How could someone hate a person simply because of dark pigment? Based on our history of racial progress and regress, it's simple.
Racism mostly is about entitlement, about power, about privilege. And this key point: In our country it's about a victimhood that never really happened.
Racism is nine-tenths possession. The remaining one-tenth is simple alienation.
Before the Emancipation Proclamation, white America owned black Americans. When slaveholders could no longer do that, they constructed a fear-based, possession-based social franchise that still remains in place in too many jurisdictions.
Fear of people of color remains one of the most compelling political appeals, though it is packaged more smartly.
It was fascinating how vigorously conservative politicians bent themselves to downplay or avoid the race angle in the shootings at Mother Emanuel AME Church in Charleston, S.C. Yet how clear could that angle be? So, what was their aversion?
A lot of politicians, particularly in the South, owe their power to white fear of black (and, increasingly, brown) people. The Southern Strategy of Nixon and Reagan was a winner, is a winner. You ride with a winner.

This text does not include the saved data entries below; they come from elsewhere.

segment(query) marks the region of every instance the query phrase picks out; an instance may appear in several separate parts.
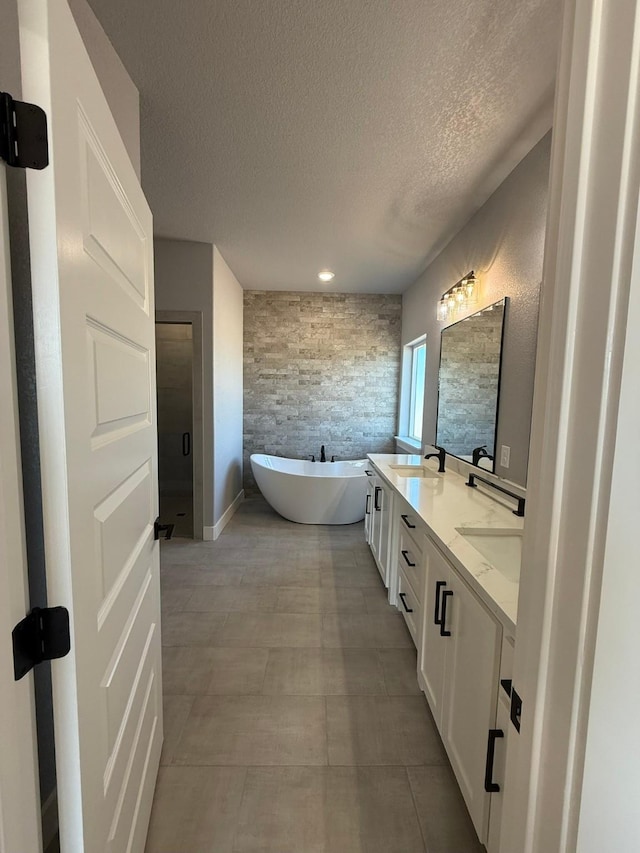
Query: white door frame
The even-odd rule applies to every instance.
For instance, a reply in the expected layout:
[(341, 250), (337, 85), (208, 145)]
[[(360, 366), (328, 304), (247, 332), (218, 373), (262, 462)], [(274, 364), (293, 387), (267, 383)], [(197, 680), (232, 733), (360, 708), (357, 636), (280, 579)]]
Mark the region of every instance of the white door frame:
[(33, 674), (14, 681), (11, 631), (29, 610), (5, 166), (0, 163), (0, 853), (42, 850)]
[[(624, 706), (615, 717), (622, 752), (609, 756), (609, 799), (626, 802), (629, 786), (637, 797), (640, 784), (637, 752), (627, 759), (624, 779), (613, 773), (627, 733), (635, 732), (637, 742), (638, 726), (629, 715), (637, 720), (638, 666), (634, 661), (632, 676), (623, 664), (638, 620), (634, 614), (632, 633), (625, 635), (629, 626), (616, 625), (611, 610), (619, 599), (613, 595), (616, 574), (636, 593), (627, 610), (640, 594), (632, 541), (640, 362), (637, 348), (625, 352), (627, 331), (634, 320), (636, 329), (640, 323), (639, 56), (638, 2), (565, 0), (514, 667), (522, 728), (509, 738), (503, 853), (638, 849), (611, 843), (621, 805), (608, 812), (600, 804), (591, 817), (609, 844), (576, 845), (583, 786), (585, 796), (604, 786), (602, 767), (585, 764), (585, 747), (589, 742), (592, 757), (602, 756), (603, 730), (616, 702)], [(631, 386), (635, 401), (628, 397)], [(635, 457), (629, 457), (631, 448), (616, 447), (616, 440), (633, 434), (634, 425)], [(617, 532), (610, 526), (613, 507), (628, 525), (618, 542), (611, 536)], [(637, 529), (637, 510), (635, 516)], [(601, 601), (608, 610), (600, 609)], [(605, 708), (601, 701), (592, 704), (592, 687), (605, 629), (609, 648), (626, 649), (627, 656), (599, 657), (599, 684), (619, 679), (625, 691), (631, 678), (632, 689), (610, 695), (602, 719)], [(629, 820), (627, 813), (628, 831)]]
[(193, 538), (202, 539), (204, 530), (202, 311), (156, 311), (156, 323), (191, 323), (193, 343), (191, 382), (193, 394)]

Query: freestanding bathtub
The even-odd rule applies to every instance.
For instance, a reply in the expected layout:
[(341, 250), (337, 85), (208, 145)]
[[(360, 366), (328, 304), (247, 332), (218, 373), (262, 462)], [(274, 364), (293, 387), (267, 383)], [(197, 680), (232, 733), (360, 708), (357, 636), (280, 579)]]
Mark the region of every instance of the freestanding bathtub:
[(354, 524), (364, 518), (366, 459), (307, 462), (254, 453), (251, 470), (276, 512), (299, 524)]

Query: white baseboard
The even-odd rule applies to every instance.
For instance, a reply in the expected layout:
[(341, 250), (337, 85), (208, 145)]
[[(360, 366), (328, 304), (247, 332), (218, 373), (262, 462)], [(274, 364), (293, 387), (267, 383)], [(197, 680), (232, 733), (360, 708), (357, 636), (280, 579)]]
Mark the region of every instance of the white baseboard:
[(42, 804), (42, 849), (46, 850), (58, 831), (58, 791), (56, 788)]
[(202, 528), (202, 541), (203, 542), (213, 542), (213, 531), (214, 527), (203, 527)]
[(233, 503), (228, 506), (227, 509), (223, 512), (220, 521), (218, 521), (214, 527), (210, 528), (211, 530), (213, 530), (213, 536), (211, 537), (213, 540), (216, 540), (218, 536), (220, 536), (227, 524), (229, 524), (235, 513), (238, 511), (238, 507), (240, 506), (243, 500), (244, 489), (241, 489), (236, 495)]

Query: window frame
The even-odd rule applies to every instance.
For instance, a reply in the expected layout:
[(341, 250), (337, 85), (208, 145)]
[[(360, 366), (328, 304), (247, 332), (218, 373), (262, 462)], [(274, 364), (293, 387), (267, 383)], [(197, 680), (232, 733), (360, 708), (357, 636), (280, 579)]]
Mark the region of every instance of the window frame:
[[(426, 370), (427, 370), (427, 336), (420, 335), (408, 344), (405, 344), (403, 351), (402, 365), (402, 394), (400, 408), (400, 437), (405, 437), (411, 442), (422, 445), (422, 429), (424, 427), (424, 398), (426, 386)], [(422, 385), (418, 379), (418, 371), (420, 369), (417, 353), (424, 352), (424, 363), (422, 366)], [(414, 435), (414, 426), (416, 423), (416, 413), (420, 410), (420, 434)]]

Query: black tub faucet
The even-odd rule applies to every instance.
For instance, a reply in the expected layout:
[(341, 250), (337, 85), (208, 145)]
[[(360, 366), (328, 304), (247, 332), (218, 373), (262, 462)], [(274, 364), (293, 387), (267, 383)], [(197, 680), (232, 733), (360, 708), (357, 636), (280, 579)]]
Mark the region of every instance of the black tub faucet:
[(323, 444), (323, 445), (322, 445), (322, 447), (320, 448), (320, 461), (321, 461), (321, 462), (326, 462), (326, 461), (327, 461), (327, 457), (324, 455), (324, 444)]
[(424, 458), (425, 459), (431, 459), (433, 456), (437, 456), (438, 457), (438, 473), (444, 474), (444, 458), (447, 455), (447, 451), (444, 449), (444, 447), (440, 447), (438, 444), (433, 444), (432, 447), (435, 447), (435, 449), (438, 452), (437, 453), (426, 453)]

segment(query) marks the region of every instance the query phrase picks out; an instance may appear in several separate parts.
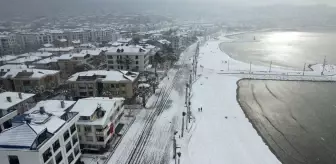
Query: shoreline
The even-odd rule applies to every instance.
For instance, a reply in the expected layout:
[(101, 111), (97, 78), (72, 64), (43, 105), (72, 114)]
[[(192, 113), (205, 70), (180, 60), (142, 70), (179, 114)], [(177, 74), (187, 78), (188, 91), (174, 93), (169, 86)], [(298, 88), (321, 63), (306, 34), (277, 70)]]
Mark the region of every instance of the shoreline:
[(241, 102), (239, 101), (239, 97), (240, 97), (240, 94), (239, 94), (239, 89), (240, 89), (240, 86), (239, 86), (239, 83), (240, 81), (243, 81), (243, 80), (247, 80), (247, 79), (239, 79), (237, 82), (236, 82), (236, 85), (237, 85), (237, 89), (236, 89), (236, 101), (240, 107), (240, 109), (244, 112), (245, 114), (245, 117), (249, 120), (249, 122), (251, 123), (253, 129), (255, 131), (257, 131), (259, 137), (262, 139), (262, 141), (266, 144), (266, 146), (268, 147), (268, 149), (274, 154), (274, 156), (281, 162), (283, 163), (283, 161), (280, 159), (280, 156), (276, 153), (275, 149), (273, 147), (270, 146), (270, 143), (266, 140), (266, 137), (264, 137), (262, 134), (261, 134), (261, 131), (259, 130), (259, 128), (257, 128), (257, 125), (252, 121), (251, 117), (249, 116), (249, 114), (247, 113), (247, 111), (245, 110), (245, 108), (243, 108)]

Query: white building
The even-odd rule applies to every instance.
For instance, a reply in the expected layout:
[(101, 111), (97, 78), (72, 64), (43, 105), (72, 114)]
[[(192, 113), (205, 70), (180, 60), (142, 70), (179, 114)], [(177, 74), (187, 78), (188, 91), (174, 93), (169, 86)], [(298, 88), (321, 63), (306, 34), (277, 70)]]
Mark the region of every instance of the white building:
[(0, 56), (13, 54), (18, 48), (15, 34), (0, 33)]
[(145, 71), (148, 68), (150, 50), (141, 46), (111, 47), (105, 52), (109, 69)]
[(74, 164), (81, 152), (75, 123), (67, 112), (75, 102), (48, 100), (17, 116), (0, 133), (1, 164)]
[(79, 141), (83, 150), (100, 150), (108, 146), (120, 118), (124, 114), (123, 98), (85, 98), (71, 110), (78, 112)]
[(0, 93), (0, 133), (12, 127), (12, 119), (35, 105), (35, 94), (20, 92)]
[[(67, 81), (75, 97), (113, 96), (133, 98), (139, 73), (92, 70), (73, 74)], [(105, 95), (109, 92), (108, 95)]]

The winning appeal: They're coming after what we have.
They want to subvert our culture. They want to move into our neighborhoods. The courts forced them into our schools. We fled them for our own. This is a fundamental battle. Our very way of life is at stake.
Listen to the words of ownership. When one of "them" rises to power, like Barack Obama, the theme becomes: We must take our country back.
Listen to the rationalization about flying the Confederate Flag. "This is about our heritage." Yes, it is. Define "our."
Ask a black American what that flag represents. It's certainly not equal rights. But let's face it; many people with power — whether economic or social — don't want equal rights.
What is "truly bizarre," writes Corey Robin in his book, "The Reactionary Mind," is "a ruling class resting its claim to power on a sense of victimhood." That's exactly what we have. That's the victimhood that would drive a mousy 21-year-old white man to wear pro-apartheid patches, spout racist slogans and shoot dead nine people in a black church.
Ah, the church. How could anyone who claims to be Christian ever countenance the marginalization of minorities and the promotion of reactionary designs?
Two days after the Charleston shootings, Republican presidential candidates gathered for the Faith and Freedom Coalition's annual meeting in Washington. One would have thought that in the wake of Charleston, as the candidates lined up to claim Christ to be central to their personal journeys, the subject of racial conciliation would be front and center. Wrong – not with abortion rights and same-sex marriage to rail against.
Sadly, racial conciliation isn't good politics on their side of the equation. In the carnage at Mother Emanuel, first they would have to admit that the motive was racism, something communicated, like anthrax. Instead, let's attribute it to some guy's mental problems.
These voices dare not make the crime one for which others share culpability.
This is not just about shaggy racist slogans and odious symbols. More serious is governance and politics, the way we divide ourselves and apportion power through race-based redistricting.
In said environment, Republican leaders can shrug when a federal judge says Texas's voter I.D. law calculatedly undermines the votes of people of color.
Throw in the brown threat of immigration. Oh, yes, brethren. Racial fears remain the coin of influence in how this nation runs — and as it runs from discussing the pathogen that still courses through its veins.
Equality? Don't kid yourself, kid. Racial equality for many Americans means surrendering a cherished possession: unquestioned superiority decreed at birth.
As Corey Robin writes, "What equality ultimately means is a rotation in the seat of power." Pretty scary.